Re: BUG: Bad page map in process init pte:c0ab684c pmd:01182000 (on a PowerMac G4 DP)

[Date Prev][Date Next][Thread Prev][Thread Next][Date Index][Thread Index]

 



On Thu, 20 Jun 2024 00:42:37 +0200, Erhard Furtner wrote:

>> Le 29/02/2024 à 02:09, Erhard Furtner a écrit :
>> > 
>> > Revisited the issue on kernel v6.8-rc6 and I can still reproduce it.
>> > 
>> > Short summary as my last post was over a year ago:
>> >   (x) I get this memory corruption only when CONFIG_VMAP_STACK=y and CONFIG_SMP=y is enabled.
>> >   (x) I don't get this memory corruption when only one of the above is enabled. ^^
>> >   (x) memtester says the 2 GiB RAM in my G4 DP are fine.
>> >   (x) I don't get this issue on my G5 11,2 or Talos II.
>> >   (x) "stress -m 2 --vm-bytes 965M" provokes the issue in < 10 secs. (https://salsa.debian.org/debian/stress)
>> > 
> The "pagealloc: memory corruption" remains however as of kernel v6.10-rc4.
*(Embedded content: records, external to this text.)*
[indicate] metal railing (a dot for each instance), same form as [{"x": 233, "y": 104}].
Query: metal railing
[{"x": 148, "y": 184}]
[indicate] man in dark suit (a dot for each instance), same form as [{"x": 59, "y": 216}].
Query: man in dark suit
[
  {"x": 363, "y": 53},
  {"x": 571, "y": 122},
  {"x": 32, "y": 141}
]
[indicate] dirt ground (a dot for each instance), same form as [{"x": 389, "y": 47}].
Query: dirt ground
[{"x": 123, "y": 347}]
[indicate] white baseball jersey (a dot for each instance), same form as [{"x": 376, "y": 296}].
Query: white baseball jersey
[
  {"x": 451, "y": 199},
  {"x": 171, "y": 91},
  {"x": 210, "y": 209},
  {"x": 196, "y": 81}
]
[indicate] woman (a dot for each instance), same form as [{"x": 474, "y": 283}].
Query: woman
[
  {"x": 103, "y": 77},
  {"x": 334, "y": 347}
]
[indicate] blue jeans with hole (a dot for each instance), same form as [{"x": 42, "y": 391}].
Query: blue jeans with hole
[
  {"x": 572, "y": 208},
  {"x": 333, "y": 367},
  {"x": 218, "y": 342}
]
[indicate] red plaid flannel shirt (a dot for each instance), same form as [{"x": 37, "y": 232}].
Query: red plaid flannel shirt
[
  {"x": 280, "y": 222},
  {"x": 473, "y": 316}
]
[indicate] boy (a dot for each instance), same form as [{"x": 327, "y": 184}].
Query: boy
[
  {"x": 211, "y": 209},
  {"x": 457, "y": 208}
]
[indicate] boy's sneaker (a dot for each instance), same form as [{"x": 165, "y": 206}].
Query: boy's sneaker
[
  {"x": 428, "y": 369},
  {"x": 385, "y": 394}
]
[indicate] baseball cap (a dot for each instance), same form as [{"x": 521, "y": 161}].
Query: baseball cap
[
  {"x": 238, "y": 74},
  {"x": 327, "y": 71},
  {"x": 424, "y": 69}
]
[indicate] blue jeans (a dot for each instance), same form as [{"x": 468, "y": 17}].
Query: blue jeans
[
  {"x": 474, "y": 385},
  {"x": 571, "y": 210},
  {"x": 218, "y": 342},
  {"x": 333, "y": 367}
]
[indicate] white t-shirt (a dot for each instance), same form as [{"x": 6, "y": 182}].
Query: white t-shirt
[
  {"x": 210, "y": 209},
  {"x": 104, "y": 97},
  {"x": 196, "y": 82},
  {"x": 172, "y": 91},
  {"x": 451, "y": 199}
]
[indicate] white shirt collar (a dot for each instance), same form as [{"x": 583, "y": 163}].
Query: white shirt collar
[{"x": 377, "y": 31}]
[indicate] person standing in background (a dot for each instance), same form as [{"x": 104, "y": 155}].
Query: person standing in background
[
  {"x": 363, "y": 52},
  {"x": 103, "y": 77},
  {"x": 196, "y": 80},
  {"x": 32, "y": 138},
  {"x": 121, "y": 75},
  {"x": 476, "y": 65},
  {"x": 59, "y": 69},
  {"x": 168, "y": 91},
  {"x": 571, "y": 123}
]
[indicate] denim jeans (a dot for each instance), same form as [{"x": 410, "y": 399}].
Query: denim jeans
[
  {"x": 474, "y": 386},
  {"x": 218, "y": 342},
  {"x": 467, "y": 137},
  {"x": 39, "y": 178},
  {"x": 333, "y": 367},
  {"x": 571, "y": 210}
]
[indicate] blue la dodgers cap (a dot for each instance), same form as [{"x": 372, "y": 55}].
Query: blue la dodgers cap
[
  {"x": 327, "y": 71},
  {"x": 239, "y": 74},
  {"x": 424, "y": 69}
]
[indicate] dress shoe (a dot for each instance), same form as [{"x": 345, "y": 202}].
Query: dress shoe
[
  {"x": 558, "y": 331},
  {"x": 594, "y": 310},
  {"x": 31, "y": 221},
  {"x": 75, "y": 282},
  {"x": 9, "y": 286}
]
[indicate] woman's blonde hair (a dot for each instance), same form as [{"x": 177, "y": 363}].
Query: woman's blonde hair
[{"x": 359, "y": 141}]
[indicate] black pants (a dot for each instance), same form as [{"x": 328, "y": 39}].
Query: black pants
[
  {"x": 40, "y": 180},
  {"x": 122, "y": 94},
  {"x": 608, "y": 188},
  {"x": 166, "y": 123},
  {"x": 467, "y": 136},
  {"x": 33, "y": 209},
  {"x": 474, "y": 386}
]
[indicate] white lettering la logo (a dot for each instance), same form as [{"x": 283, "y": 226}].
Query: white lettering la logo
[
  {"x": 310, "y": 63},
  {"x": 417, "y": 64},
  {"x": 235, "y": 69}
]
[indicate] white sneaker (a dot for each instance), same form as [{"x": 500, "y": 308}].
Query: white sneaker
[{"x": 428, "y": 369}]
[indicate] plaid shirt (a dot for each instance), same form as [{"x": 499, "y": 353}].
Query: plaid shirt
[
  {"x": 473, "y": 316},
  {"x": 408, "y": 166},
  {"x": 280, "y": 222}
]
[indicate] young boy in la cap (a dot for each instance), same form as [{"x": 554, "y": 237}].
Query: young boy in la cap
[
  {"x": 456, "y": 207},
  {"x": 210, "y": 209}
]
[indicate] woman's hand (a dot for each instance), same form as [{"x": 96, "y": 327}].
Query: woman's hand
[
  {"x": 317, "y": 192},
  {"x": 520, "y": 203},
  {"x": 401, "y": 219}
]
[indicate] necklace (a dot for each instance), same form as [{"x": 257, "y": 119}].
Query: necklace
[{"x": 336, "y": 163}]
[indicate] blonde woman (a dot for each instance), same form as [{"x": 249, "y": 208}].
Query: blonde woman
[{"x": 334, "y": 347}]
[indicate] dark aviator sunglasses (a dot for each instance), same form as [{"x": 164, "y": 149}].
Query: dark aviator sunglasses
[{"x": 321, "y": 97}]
I've reproduced the bug on similar hardware, also a dual-processor Power
Mac G4 with 2 GiB RAM.

With the 6.6.30 kernel without extra debugging options, the system was
stable and could e.g. compile GCC or the kernel without an issue. That
doesn't mean there wasn't silent corruption going on, of course. :-)
Running the `stress` program as listed above did, however, cause the
system to get into an unstable state where heavier workloads, such as
compiling the kernel, would randomly fail.

I updated the kernel to 6.10.3, enabled SLUB_DEBUG, PAGE_POISONING and
DEBUG_PAGEALLOC and turned them on at boot-time with slub_debug=FZ
page_poison=on debug_pagealloc=on.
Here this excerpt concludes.